CDOT Bike Rack Contract Delayed Once Again, Switches to Plain Galvanized Steel
Last May I reported in the Chicago Reader about how the Chicago Department of Transportation’s bike rack installation contract was delayed by 18 months due to paperwork hold-ups. I talked to frustrated business owners who had been waiting for more than a year for bike parking. (Disclosure: In the early- to mid-2000s, I worked for the Active Transportation Alliance as a consultant to CDOT, arranging bike rack installations.)
The good news, at the time, was that CDOT announced that the bureaucratic logjam was broken, and the bike rack contractor was about to get to work installing 500 to 1,000 racks annually over the next five years. The department planned to put in about 100 racks within the Far South Side dockless bike-share pilot zone by July 1.
Workers did install 125 racks within the DoBi zone this summer (although the pilot ended at the beginning of this month, so there’s currently no dockless bike service the area.) But I recently learned that barely any other bike racks have been installed this year due to yet another snafu, which means that some businesses have been waiting about two years for the fixtures at this point.
According to CDOT spokesman Mike Claffey, this latest delay resulted due to the want of a nail or, rather, a concrete anchor bolt. “The bolts that were specified in our bid package are no longer made by the supplier,” he said. “We were able to locate another supplier that made a comparable fastener of similar price and quality.”
Claffey said that only about 25 more racks were installed this year in addition to the Far South Side ones, for a total of roughly 150. All of those additional fixtures were purchased by the Lincoln Square Chamber of Commerce and installed by CDOT in the neighborhood.
300-400 locations have been requested by residents at the city’s bike rack request webpage, Claffey said.
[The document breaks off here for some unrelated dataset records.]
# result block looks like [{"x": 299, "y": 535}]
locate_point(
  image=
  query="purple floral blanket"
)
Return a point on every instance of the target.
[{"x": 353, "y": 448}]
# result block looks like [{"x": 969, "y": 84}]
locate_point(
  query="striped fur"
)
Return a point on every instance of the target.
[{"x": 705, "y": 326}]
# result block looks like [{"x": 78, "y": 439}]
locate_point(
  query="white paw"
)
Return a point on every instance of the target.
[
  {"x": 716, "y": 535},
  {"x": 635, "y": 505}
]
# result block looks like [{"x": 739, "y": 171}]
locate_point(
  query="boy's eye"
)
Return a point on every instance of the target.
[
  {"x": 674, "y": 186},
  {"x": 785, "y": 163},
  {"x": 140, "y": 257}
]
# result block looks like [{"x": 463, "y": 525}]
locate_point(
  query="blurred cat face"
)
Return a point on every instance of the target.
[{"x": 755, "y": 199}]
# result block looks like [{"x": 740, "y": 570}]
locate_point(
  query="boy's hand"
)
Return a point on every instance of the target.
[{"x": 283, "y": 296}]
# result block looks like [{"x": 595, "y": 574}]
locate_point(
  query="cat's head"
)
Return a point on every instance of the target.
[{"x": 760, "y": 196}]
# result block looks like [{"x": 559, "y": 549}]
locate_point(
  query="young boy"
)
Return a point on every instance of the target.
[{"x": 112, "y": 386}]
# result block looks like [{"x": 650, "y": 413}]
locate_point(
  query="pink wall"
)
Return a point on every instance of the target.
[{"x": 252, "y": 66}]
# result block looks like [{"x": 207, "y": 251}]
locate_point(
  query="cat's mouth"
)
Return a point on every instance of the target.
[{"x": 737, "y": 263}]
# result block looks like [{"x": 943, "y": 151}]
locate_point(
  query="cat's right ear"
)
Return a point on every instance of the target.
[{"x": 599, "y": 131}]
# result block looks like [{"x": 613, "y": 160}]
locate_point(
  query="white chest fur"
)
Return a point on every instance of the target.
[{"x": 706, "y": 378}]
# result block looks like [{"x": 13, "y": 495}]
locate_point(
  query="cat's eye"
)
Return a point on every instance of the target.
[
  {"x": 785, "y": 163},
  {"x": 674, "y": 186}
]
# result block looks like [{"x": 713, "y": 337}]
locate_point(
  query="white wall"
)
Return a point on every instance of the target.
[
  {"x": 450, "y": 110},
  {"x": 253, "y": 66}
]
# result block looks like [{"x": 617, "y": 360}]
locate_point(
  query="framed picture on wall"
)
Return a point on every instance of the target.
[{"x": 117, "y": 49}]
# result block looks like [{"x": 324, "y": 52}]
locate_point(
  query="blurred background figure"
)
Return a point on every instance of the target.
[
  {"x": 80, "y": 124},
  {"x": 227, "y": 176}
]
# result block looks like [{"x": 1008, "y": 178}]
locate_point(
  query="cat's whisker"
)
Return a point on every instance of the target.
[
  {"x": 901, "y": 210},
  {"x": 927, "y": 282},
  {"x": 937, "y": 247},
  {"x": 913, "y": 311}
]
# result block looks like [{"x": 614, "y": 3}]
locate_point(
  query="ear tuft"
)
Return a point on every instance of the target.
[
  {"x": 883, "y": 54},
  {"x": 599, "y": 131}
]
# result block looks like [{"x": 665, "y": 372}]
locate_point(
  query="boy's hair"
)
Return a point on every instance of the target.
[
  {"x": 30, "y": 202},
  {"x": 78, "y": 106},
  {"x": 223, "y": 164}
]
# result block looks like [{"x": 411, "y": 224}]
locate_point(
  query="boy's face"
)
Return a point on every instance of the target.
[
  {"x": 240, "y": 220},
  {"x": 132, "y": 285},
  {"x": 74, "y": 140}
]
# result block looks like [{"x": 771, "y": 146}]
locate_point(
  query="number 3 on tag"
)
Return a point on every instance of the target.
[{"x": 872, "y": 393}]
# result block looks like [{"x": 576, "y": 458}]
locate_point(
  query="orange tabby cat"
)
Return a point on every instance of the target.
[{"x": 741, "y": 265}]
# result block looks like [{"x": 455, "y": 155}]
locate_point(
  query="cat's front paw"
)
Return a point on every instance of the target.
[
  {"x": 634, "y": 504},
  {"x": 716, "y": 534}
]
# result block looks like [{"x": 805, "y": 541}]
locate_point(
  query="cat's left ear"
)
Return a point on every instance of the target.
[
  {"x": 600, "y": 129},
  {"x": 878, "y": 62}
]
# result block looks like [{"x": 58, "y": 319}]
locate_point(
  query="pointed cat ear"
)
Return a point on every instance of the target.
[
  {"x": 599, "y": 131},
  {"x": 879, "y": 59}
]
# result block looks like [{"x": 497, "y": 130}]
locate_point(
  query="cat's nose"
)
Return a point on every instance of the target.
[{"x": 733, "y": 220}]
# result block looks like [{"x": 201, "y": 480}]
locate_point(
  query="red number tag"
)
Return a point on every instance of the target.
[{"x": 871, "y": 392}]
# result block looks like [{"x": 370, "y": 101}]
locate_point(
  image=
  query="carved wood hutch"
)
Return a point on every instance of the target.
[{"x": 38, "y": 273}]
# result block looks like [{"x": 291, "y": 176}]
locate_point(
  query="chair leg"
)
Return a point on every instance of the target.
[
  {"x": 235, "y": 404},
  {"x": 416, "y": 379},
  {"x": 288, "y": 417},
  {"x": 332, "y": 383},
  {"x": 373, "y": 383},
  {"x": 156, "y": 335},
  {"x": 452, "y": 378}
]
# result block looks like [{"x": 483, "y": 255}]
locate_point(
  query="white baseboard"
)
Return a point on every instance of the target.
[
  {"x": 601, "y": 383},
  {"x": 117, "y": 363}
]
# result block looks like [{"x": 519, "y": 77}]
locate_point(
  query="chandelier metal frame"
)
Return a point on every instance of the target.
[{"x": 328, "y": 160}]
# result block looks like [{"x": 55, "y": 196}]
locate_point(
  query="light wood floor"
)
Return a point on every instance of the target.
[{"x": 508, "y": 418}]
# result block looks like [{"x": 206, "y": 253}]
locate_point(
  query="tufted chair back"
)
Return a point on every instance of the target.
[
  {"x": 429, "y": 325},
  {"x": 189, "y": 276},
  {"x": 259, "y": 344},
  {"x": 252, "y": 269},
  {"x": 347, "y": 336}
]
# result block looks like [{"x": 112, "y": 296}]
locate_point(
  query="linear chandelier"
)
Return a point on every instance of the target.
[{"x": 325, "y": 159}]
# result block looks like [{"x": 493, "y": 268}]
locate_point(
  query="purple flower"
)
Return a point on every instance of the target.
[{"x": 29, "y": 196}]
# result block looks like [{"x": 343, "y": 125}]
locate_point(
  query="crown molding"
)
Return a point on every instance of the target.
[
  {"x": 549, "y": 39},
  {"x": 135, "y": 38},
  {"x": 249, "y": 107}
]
The department plans to resume installations as soon as the first order of bolts comes in, hopefully in December, and continue the work through the winter.
I also learned that, after installing the now-iconic “inverted-U”-style bike racks with a glossy black powdercoated finish for about two decades, CDOT is switching to gray uncoated galvanized steel racks. It’s likely some residents, merchants, and property owner will find the new style less attractive, and the rougher surface may be more likely to scratch the finish of bike frames.
When I asked Claffey about these arguments against switching to galvanized, he referred me to the Association of Bike and Pedestrian Professionals’ “Essentials of Bike Parking” guide. “Their guidelines state that galvanized provides high durability with lower maintenance and lower initial cost, whereas the powdercoating has poor durability with a higher cost.”
Indeed, the guide states that powdercoated racks come at a “generally marginally higher than galvanized,” “[Require] ongoing maintenance,” and are “generally not durable enough for long service exposed to weather.” I’m not sure that I’d agree with that last part but, in fairness, there are plenty of Chicago racks that look pretty ratty due to sections of powdercoating that have been chipped off by years of bikes being banged against them.
On the other hand, the guide states that galvanized racks have a “utilitarian appearance” and “can be slightly rough to the touch.” Claffey said CDOT doesn’t believe that the galvanized coating will be any different than the powder coating in terms of scratching the finish on bikes.